Apenas Acaso?

1 um incidente, uma paixão P.O.V. Nadja


Notas iniciais
É isso aí gente!! Pra quem pediu estou fazendo uma continuação de A paixão de Nagihiko! Espero que esteja bom, mas isso vocês que irão decidir.

– Chegamos, Tainá. — Disse para minha chara enquanto abria a porta de meu novo quarto.

Novo quarto, nova casa, nova cidade... Minha vida está uma verdadeira montanha-russa esses dias. Desde que minha mãe morreu a três anos, as coisas ficaram complicadas e agora, graças ao meu pai, a minha vida e dos meus irmãos virou de cabeça para baixo.

– Olha, que lugar legal! — Exclamou Tainá, como sempre sem conter sua empolgação. — Viu só, Nadja? Mudar de casa não é tão mal assim.

– Mudar de casa não, mas ir para outra cidade do outro lado do país é. — Respondi, colocando uma caixa com minhas coisas em cima da cama. A casa já estava toda mobiliada, só faltavam nossas coisas. — O Jiro bem que podia ter escolhido um lugar mais perto, não?

– Ora, se era para ter uma mudança de ambiente, não podia ser perto. — Odeio quando a Tainá tem rasão. — Se anime, vamos. Que tal uma volta para conhecer a cidade?

– Antes temos de arrumar o quarto. — Respondi, contendo um sorriso cínico. Percebi que ela congelou.

– A-arrumar tudo? Tudinho??

– Claro, vamos ficar um bom tempo aqui. Na verdade, não sei nem se voltaremos pra casa,então vou precisar de um quarto arrumado.

– Mas.. nós não podemos nem dar uma voltinha antes? Diz que sim, por favor. — Ela pediu com desespero

– Está bem. — Me rendi. — Mas quando voltarmos, não tem escapatória.

– Eba! Vamos, vamos, passear... — Ela começou a cantarolar.

Ajeitei meu cabelo como sempre, o mesmo penteado de Asuna do S.A.O, dizem que sou muito parecida com ela, exceto que o ruivo do meu cabelo é mais forte, de um vermelho-fogo. Desci as escadas e dei de cara com Kouji, meu irmão mais novo, que estava brincando com algumas caixas já vazias.
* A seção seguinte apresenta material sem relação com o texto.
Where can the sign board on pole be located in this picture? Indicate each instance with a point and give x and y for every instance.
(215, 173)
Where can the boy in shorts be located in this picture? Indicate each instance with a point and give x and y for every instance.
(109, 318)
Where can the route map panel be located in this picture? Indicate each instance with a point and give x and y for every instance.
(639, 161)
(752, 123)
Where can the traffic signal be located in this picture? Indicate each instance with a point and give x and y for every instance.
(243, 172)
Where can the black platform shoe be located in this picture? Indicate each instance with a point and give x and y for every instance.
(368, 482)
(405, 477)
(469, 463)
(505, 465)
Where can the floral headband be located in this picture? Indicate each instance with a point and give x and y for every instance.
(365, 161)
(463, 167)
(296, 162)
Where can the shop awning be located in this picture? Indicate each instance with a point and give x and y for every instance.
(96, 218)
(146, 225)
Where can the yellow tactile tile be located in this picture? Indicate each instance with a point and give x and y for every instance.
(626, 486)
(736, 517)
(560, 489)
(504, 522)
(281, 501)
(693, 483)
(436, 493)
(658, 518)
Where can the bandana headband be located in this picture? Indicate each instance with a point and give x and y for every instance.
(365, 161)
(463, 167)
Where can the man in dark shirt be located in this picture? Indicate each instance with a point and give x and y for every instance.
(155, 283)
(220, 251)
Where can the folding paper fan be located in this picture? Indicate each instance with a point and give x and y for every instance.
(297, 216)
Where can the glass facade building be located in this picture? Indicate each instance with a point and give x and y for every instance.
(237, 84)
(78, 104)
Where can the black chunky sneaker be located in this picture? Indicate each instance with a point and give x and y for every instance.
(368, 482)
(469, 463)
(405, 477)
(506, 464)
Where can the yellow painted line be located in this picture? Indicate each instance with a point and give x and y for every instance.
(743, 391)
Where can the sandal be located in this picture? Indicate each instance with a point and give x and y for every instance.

Ele me viu e deu um daqueles sorrisinhos bobos de criança que derretem qualquer um.

– Onee-chan, vem brincar! — Ele me chamou.

– Não posso agora, Kouji.

– Por que? — O sorriso dele sumiu em um segundo. — Você sempre brinca comigo, vai ficar chata igual ao Jiro?

– Eu ouvi!. — Jiro, meu irmão mais velho, protestou lá da cozinha.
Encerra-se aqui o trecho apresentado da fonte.